PPP's newest national Republican poll continues to find a bunched up race at the top. Scott Walker leads with 17% to 15% for Jeb Bush, 13% for Marco Rubio, 12% for Ben Carson, 11% for Mike Huckabee, 8% for Ted Cruz and Rand Paul, 5% for Carly Fiorina, and 4% for Chris Christie. Small though the lead may be, this is the fourth consecutive national survey we've done where we found Walker out in front.
Walker continues to lead thanks largely due to his strength with voters who identify themselves as 'very conservative.' Among them he gets 23% with Carson at 17%, Cruz at 13%, and Huckabee at 11% the other candidates who enter double digits.
The poll is mixed news for Bush. On one hand he's the only candidate who's really gained in support over the last month, going from 11% to 15%. Everyone else is within 1 or 2 points of where they were in the polls a month ago.

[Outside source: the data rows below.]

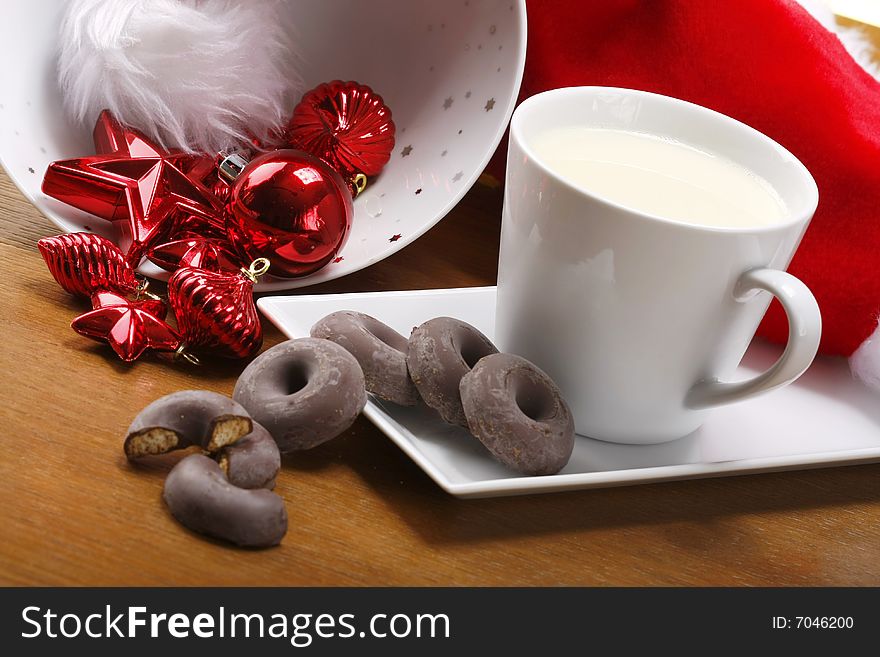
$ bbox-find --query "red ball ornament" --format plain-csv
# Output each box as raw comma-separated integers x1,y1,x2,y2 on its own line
38,232,139,297
167,258,269,358
285,80,395,179
221,150,353,278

On the other hand he actually starts out with a negative favorability rating among GOP primary voters- only 37% see him favorably to 40% with an unfavorable view. That's largely due to his struggles with conservatives- just 32% of 'very conservative' primary voters have a positive opinion of him while 51% see him negatively. Bush does lead the field with moderates at 19% to 17% for Rubio, 15% for Paul, and 10% for Huckabee.
Rubio has the best favorability rating of the GOP hopefuls- 59% of primary voters have a positive opinion of him to only 16% with a negative one. Rubio is also the most frequently named second choice of GOP voters. Only three hopefuls are either the first or second choice of more than 20% of voters- Walker at 28%, Bush at 26%, and Rubio at 25%.

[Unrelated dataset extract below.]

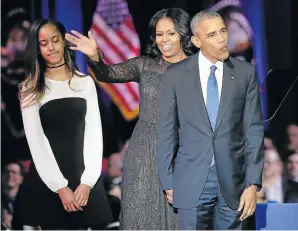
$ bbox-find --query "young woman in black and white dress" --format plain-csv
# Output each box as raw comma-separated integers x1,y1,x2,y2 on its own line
14,19,113,230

Christie continues to be largely reviled by GOP voters- only 26% have a favorable opinion of him to 49% with an unfavorable one and he's even polling now behind Carly Fiorina. In addition to Christie and Bush, 3 other GOP hopefuls are under water even with their own party's voters- Donald Trump at 38/43, George Pataki at 10/30, and Lindsey Graham at 16/39. Although Graham is unpopular it's not clear that his being single has much to do with the problem- 76% of GOP voters say it makes no difference to them whether a candidate is married with 15% saying they're less likely to vote for one who isn't and 4% more likely.
The stability in the national Republican standings is somewhat notable in and of itself- it was rare during the 2012 cycle to see so little month to month volatility as new candidates entered the race or caught fire for one reason or another.

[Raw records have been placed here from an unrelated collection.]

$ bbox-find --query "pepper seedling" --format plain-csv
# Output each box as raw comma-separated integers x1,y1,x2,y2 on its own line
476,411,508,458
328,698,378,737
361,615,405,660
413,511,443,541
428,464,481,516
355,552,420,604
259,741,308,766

Bernie Sanders may be gaining momentum in recent New Hampshire polling but Hillary Clinton is more dominant than ever in the national polling. She's at 65% to 9% for Bernie Sanders, 5% for Martin O'Malley, and 4% each for Lincoln Chafee and Jim Webb. Sanders is the most common second choice of Democratic voters at 19% and O'Malley has broken away from Chafee and Webb to become the clear third choice of primary voters at 12%. Overall Clinton is the first or second choice of 73% of Democrats to 28% for Sanders, 17% for O'Malley, 8% for Chafee, and 7% for Webb.